You’ve gotta love the name, right?
Give it to google and it translates it to ‘chum’, although it seems the true translation is along the lines of ‘happy marriage’ or ‘marital bliss’.
Something to do with the cake containing all of the ingredients of a happy marriage; with its use of inexpensive ingredients and a method so simple that a woman with any skill level can master. Perhaps even that all of its ingredients can be found in the average Icelandic kitchen.
Yep, I’m scratching my head, as well.
Does this now mean that I’m the wife of my household, now that I’ve made this cake?
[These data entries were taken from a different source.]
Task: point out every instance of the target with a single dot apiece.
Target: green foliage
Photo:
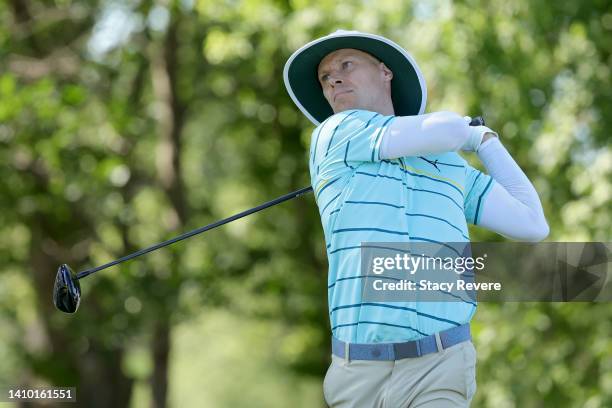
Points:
(88, 115)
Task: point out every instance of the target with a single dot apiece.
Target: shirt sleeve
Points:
(346, 140)
(477, 187)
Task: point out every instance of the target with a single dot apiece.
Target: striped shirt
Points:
(362, 198)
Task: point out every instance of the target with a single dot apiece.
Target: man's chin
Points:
(345, 106)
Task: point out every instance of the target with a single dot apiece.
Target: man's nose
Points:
(334, 80)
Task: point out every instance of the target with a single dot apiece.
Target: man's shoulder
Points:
(347, 119)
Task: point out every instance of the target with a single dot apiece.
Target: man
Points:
(383, 171)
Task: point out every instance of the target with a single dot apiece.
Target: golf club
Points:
(67, 290)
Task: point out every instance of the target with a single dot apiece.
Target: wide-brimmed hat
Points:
(408, 90)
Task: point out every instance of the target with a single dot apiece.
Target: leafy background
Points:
(123, 123)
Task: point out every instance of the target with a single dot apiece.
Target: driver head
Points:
(66, 291)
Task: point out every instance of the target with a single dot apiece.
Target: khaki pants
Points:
(438, 380)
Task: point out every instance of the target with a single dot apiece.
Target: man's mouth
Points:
(340, 93)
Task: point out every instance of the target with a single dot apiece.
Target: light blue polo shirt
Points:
(362, 198)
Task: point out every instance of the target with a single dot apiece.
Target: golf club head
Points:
(67, 290)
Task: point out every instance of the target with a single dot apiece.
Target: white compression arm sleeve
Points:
(513, 208)
(431, 133)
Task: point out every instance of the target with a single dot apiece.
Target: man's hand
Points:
(478, 135)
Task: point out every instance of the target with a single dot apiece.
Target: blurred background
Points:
(124, 123)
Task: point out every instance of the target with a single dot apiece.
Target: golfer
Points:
(384, 171)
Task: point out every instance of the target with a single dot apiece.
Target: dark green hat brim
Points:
(408, 91)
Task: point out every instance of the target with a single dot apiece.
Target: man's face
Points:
(354, 79)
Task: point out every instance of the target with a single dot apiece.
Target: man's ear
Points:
(387, 72)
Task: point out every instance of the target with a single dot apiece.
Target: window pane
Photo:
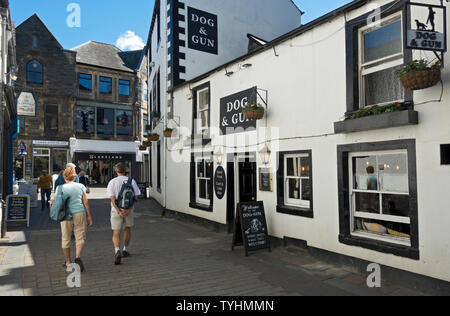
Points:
(59, 160)
(202, 189)
(294, 189)
(383, 42)
(124, 123)
(383, 87)
(124, 87)
(105, 85)
(396, 205)
(305, 166)
(201, 169)
(51, 117)
(393, 173)
(85, 82)
(367, 202)
(105, 122)
(85, 120)
(306, 189)
(383, 228)
(365, 173)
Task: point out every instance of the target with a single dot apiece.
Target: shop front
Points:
(99, 167)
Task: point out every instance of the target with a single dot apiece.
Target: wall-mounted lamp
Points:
(265, 154)
(218, 157)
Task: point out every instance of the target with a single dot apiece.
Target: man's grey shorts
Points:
(117, 222)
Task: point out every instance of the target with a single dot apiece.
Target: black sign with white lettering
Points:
(232, 119)
(250, 227)
(203, 31)
(428, 27)
(220, 182)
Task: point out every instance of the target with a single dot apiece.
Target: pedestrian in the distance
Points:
(81, 216)
(60, 180)
(45, 184)
(121, 217)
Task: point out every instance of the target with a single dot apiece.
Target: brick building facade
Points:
(48, 71)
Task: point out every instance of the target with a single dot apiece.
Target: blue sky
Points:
(108, 20)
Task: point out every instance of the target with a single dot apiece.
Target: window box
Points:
(384, 120)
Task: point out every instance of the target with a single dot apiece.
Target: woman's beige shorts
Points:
(78, 226)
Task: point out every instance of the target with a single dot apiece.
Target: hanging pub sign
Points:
(232, 119)
(425, 27)
(26, 104)
(203, 31)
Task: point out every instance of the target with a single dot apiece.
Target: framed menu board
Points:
(265, 179)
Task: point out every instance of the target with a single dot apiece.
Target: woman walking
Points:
(81, 216)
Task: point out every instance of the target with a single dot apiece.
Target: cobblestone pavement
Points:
(169, 257)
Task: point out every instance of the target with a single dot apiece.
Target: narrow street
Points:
(169, 257)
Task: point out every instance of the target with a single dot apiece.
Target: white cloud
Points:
(129, 41)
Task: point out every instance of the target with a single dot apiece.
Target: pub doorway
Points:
(241, 183)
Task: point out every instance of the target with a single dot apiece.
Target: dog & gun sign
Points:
(425, 27)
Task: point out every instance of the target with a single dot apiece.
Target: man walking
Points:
(45, 184)
(121, 218)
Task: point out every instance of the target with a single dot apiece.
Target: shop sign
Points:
(203, 31)
(232, 119)
(49, 143)
(26, 104)
(18, 209)
(427, 29)
(250, 228)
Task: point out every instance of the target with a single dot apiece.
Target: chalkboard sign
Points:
(18, 208)
(220, 182)
(265, 179)
(143, 188)
(250, 227)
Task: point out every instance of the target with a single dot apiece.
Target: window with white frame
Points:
(203, 111)
(379, 196)
(203, 180)
(297, 177)
(381, 55)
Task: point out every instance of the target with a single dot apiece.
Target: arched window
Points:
(35, 41)
(34, 72)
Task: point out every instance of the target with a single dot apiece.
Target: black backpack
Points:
(126, 200)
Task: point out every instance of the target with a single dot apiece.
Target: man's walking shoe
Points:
(80, 263)
(118, 258)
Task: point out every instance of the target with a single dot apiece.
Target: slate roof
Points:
(107, 56)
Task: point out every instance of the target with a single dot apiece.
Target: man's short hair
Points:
(120, 168)
(70, 165)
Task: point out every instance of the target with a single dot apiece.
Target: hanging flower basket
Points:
(419, 75)
(153, 137)
(146, 144)
(168, 132)
(253, 112)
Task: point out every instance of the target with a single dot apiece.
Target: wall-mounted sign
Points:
(232, 119)
(220, 182)
(250, 227)
(265, 179)
(18, 209)
(425, 27)
(203, 31)
(49, 143)
(26, 104)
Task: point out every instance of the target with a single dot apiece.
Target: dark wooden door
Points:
(247, 181)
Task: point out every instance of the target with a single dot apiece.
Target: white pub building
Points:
(348, 159)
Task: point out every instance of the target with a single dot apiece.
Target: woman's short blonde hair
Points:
(69, 174)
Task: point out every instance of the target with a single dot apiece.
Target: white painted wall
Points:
(307, 93)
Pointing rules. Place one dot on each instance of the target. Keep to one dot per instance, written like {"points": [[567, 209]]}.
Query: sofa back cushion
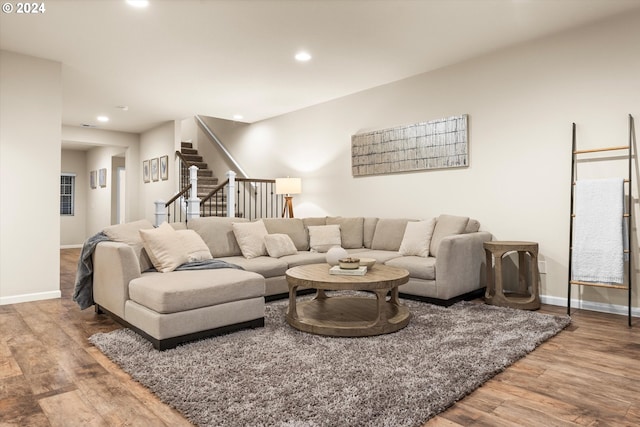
{"points": [[389, 233], [293, 227], [446, 225], [368, 229], [217, 233], [417, 238], [250, 237], [324, 237], [129, 233], [165, 247], [351, 231]]}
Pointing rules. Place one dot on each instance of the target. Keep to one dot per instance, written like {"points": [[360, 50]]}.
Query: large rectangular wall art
{"points": [[436, 144]]}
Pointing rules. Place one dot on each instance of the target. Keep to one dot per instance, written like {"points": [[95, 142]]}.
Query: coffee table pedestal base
{"points": [[349, 316]]}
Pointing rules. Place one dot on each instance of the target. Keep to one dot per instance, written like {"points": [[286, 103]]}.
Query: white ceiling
{"points": [[178, 58]]}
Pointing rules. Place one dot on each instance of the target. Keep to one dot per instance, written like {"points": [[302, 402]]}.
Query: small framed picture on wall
{"points": [[146, 174], [102, 177], [164, 167], [154, 169]]}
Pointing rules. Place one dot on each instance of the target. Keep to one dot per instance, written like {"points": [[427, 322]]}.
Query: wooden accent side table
{"points": [[527, 275]]}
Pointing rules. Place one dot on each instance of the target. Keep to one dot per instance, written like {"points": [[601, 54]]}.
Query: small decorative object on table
{"points": [[334, 254], [349, 263], [367, 262], [360, 271]]}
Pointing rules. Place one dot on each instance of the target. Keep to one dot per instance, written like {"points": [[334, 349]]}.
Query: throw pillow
{"points": [[417, 237], [351, 231], [446, 225], [165, 247], [128, 233], [388, 234], [196, 248], [324, 237], [279, 245], [250, 237]]}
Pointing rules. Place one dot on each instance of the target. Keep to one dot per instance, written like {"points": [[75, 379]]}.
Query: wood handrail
{"points": [[255, 180], [598, 150], [214, 191], [181, 156], [181, 193]]}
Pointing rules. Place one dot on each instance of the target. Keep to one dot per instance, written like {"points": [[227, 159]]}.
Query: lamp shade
{"points": [[288, 185]]}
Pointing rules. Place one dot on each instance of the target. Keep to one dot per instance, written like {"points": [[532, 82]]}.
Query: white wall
{"points": [[160, 141], [30, 111], [521, 102], [106, 144], [73, 228]]}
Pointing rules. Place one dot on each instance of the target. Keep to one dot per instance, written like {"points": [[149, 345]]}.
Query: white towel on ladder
{"points": [[598, 254]]}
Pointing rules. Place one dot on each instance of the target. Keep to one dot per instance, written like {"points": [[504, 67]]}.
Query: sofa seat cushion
{"points": [[263, 265], [187, 290], [304, 258], [418, 267]]}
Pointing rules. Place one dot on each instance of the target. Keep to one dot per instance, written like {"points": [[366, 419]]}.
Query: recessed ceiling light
{"points": [[138, 3], [303, 56]]}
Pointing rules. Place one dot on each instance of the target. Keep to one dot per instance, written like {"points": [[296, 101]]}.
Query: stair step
{"points": [[192, 157], [200, 164], [207, 180]]}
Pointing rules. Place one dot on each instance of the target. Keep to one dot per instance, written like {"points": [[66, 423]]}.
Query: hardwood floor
{"points": [[50, 375]]}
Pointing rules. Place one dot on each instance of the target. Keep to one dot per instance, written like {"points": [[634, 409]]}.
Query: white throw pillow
{"points": [[250, 238], [417, 238], [279, 245], [128, 233], [164, 247], [196, 248], [324, 237]]}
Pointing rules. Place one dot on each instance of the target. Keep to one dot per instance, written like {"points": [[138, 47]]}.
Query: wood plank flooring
{"points": [[588, 375]]}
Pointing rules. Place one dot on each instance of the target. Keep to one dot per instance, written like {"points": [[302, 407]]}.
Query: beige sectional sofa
{"points": [[445, 259]]}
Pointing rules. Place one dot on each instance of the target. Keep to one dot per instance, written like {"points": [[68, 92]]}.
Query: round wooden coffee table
{"points": [[347, 315]]}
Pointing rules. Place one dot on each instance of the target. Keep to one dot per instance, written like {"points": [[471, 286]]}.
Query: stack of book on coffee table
{"points": [[360, 271]]}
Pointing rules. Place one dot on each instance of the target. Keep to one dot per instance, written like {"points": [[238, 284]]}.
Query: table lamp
{"points": [[288, 186]]}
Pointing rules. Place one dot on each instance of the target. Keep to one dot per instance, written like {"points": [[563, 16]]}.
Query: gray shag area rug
{"points": [[278, 376]]}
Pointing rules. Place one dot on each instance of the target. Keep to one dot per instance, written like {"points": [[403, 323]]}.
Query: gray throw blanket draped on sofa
{"points": [[83, 291]]}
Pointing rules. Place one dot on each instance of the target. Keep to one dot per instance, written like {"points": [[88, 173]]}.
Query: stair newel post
{"points": [[193, 204], [231, 194], [161, 212]]}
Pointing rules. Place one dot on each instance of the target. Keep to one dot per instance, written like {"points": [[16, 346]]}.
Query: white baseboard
{"points": [[16, 299], [590, 305]]}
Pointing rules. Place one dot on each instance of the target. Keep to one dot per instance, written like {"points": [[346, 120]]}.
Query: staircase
{"points": [[206, 180]]}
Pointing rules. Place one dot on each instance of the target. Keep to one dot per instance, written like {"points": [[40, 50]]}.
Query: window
{"points": [[67, 193]]}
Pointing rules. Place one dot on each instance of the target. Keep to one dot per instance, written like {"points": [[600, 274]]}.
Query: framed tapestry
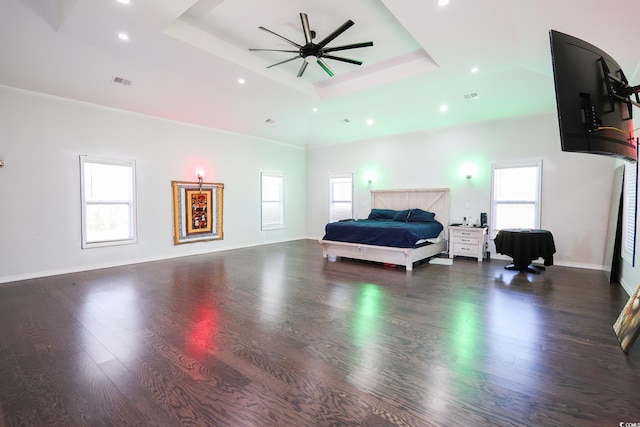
{"points": [[627, 326], [197, 211]]}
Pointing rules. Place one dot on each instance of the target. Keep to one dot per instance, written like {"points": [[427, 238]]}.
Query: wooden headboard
{"points": [[434, 200]]}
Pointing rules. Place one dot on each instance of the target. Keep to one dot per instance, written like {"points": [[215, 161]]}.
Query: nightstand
{"points": [[467, 241]]}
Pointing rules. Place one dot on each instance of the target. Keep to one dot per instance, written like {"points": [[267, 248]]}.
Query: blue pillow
{"points": [[402, 216], [378, 214], [418, 215]]}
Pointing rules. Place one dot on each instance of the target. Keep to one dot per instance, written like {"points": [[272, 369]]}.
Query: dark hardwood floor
{"points": [[277, 336]]}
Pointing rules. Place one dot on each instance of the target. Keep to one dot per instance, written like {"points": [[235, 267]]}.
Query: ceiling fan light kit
{"points": [[312, 52]]}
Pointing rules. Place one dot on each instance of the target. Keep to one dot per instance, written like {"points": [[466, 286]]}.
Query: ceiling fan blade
{"points": [[337, 58], [348, 46], [285, 61], [273, 50], [335, 34], [325, 67], [305, 28], [280, 37], [302, 68]]}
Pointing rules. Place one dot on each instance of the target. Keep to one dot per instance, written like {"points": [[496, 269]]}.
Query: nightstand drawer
{"points": [[465, 240], [462, 249]]}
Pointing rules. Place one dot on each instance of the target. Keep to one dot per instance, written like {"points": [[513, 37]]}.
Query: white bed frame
{"points": [[432, 200]]}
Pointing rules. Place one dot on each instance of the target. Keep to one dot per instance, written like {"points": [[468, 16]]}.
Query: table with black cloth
{"points": [[525, 245]]}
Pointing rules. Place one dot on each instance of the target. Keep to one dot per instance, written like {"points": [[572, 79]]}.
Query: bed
{"points": [[435, 201]]}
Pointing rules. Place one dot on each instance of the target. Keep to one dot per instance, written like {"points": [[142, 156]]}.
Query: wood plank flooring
{"points": [[277, 336]]}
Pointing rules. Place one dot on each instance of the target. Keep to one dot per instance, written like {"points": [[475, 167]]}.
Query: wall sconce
{"points": [[370, 177], [469, 170], [200, 174]]}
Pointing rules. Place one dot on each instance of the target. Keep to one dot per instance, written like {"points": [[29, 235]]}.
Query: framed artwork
{"points": [[197, 211], [627, 326]]}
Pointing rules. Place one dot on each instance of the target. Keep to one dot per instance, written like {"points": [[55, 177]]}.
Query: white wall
{"points": [[576, 188], [41, 138]]}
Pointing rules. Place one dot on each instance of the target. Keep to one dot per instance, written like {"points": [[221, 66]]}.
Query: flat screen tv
{"points": [[595, 102]]}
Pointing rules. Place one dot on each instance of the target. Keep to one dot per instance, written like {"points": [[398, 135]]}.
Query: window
{"points": [[629, 212], [272, 201], [515, 196], [108, 202], [340, 197]]}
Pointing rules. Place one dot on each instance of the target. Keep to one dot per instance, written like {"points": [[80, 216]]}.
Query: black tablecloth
{"points": [[525, 245]]}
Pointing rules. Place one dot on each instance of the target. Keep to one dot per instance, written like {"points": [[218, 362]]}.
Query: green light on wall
{"points": [[469, 171], [368, 309]]}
Ok, so what we basically have is a rather soft and crumbly pastry that forms a tart shell. There’s oatmeal in there, which gives it a nice texture and earthy flavour; plus brown sugar for depth and a little cardamom for aroma.
And then you’ve got the rhubarb, a plant that can be seen growing wild in many parts of Iceland.
A simple jam is made from the rhubarb, reduced down until nice, thick and gloriously sour – with just enough sugar so you don’t purse your lips too much whilst eating it.
Like rocks and boulders strewn across the Reykjanesbar lava fields, the same pastry that’s used for the base is broken up and dolloped over the rhubarb; forming an undulated topping that makes the cake tread closer to pie territory.
While no two hjónabandssaela recipes are the same, I’ve added my own little touch by incorporating vanilla and dark muscovado sugar. Some use spelt flour, which would be great, as well as rolled oats. The only oats in our pantry were in instant porridge form – so that’s what I went with – and the husband’s suggestion of ginger in the pastry was a winning one.
They say the cake gets better with age – much like a good marriage – but I have to be honest, this one barely made it to three days.